Documentaire "Wanted" sur France2, dans la série Infrarouge, il y a 2 semaines.
Il s'agit des récompenses promises en Afghanistan par l'armée US pour toute arrestation d'un taliban.
Tarif : 5000 $ par tête. Le montant peut paraître élevé : il est justifié officiellement par le coût des opérations militaires - arréter un taliban est tout sauf gratuit - et par l'idée de motiver des chefs de vallée à rester du côté américain : c'est rentable, ça permet de s'armer contre d'éventuels contre-coups, etc...
Synthèse des interviews : des officiers américains - du lieutenant au colonel - , des chefs de village et d'anciens prisonniers afghans disent tous la même chose : la moitié du temps, ces "captures de talibans" sont un excellent moyen de gagner beaucoup d'argent en se débarrassant de gens qu'on n'aime pas.
On fait une descente dans la vallée d'à côté, avec laquelle on a des comptes à régler. Où dans la même vallée, dans le village qui abrite un vieil ennemi, dont on n'apprécie pas l'influence. Vous voulez des talibans ? Pas de problème ! On vous en trouve.
Et c'est parfois un excellent moyen de faire beaucoup d'argent en ramassant des gens qu'on ne connaît même pas.
Evidemment on fait un peu de marketing auprès des Américains : ces gens habitent près d'un endroit où il y a eu une attaque, un attentat, ou alors ils fréquentent la même mosquée que... Sadar Khan Dupont
, le taliban bien connu... Patali patalère... Parfois quelques tortures prouvent même qu'ils ont des choses à se reprocher : ils avouent. Parfois, un an à Guantanamo échoue à leur faire dire autre chose que la vérité : on les a ramassés pour le fric.
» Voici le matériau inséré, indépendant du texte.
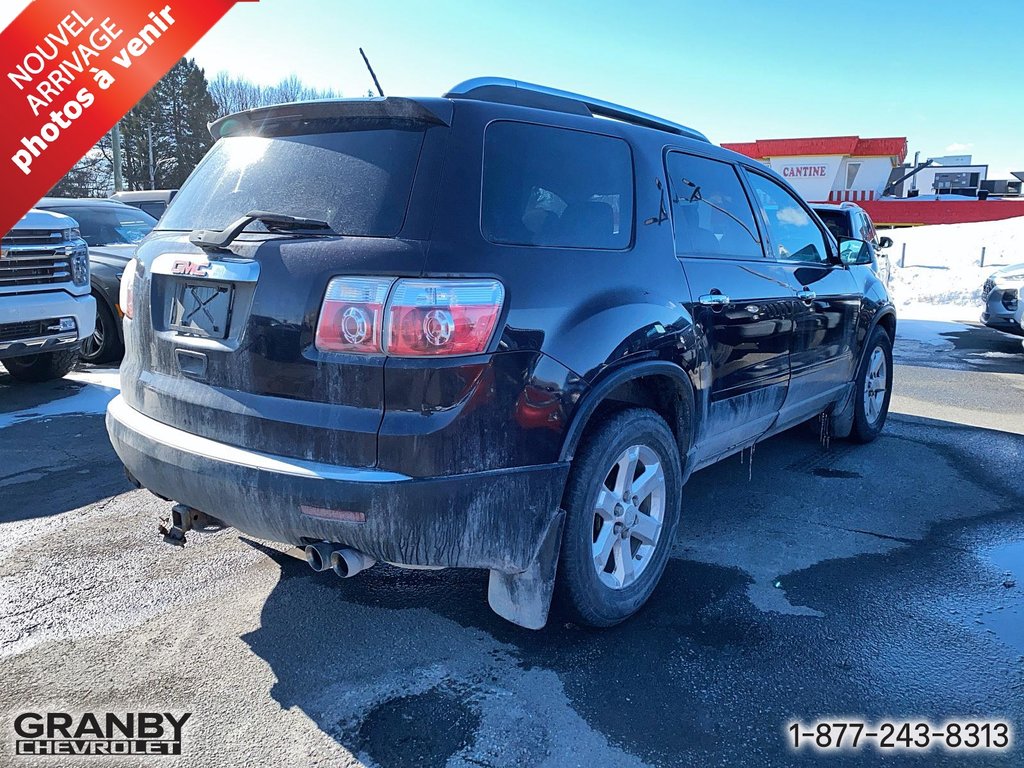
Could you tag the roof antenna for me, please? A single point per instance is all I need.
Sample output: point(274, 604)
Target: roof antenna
point(374, 76)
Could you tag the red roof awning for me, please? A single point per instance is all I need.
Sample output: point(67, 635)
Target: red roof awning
point(915, 212)
point(892, 146)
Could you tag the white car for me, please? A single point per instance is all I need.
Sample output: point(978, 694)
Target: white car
point(46, 309)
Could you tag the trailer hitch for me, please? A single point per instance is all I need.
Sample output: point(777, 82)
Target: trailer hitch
point(183, 518)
Sur le nombre, il y a évidemment des talibans authentiques. Savoir dans quelles proportions est impossible. Ce ne sont sans doute pas les plus combatifs : les plus durs sont difficiles à attraper.
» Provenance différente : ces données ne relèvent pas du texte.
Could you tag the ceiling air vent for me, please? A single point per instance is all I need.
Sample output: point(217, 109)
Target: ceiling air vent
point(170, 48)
Des chefs de bande turkmènes (je pense que c'était bien ça : turkmènes) expliquent qu'ils ont encaissé 800 000 $ en se regroupant pour faire les courses. Une fortune, même après avoir récompensé leur "personnel". Ma petite entreprise... connaît pas la crise.
Il va sans dire que ce genre de pratique n'est pas de nature à réduire le nombre des talibans authentiques : ceux dont on a razzié les amis ou la famille ne sont pas contents. Ils ont des compte à régler avec leurs ravisseurs, et avec les Américains, qui sont la cause du désordre.
Tonnerre a écrit:
(...) en Afghanistan où la culture du pavot finance en grande partie les activités des talibans--achat d'armes occidentales en particulier.
Ce n'est pas pour rien que l'on a créé le néologisme "Etat narco-terroriste" qui s'applique également à ces deux pays.
D'autre part, détruire les champs de pavot de but en blanc serait un excellent moyen de précipiter les populations ainsi privée de revenus dans les bras des talibans; la part de la culture du pavot dans l'économie a cru dans des proportions considérables en Afghanistan depuis quelques années: comme je l'ai signalé plus haut, des cultures vivrières de base pour lesquelles les Afghans étaient auto-suffisants et même exportateurs ont été remplacées partout par cette culture beaucoup plus rentable. Détruire ces récoltes reviendrait à affamer la plus grande partie de la population de certaines provinces.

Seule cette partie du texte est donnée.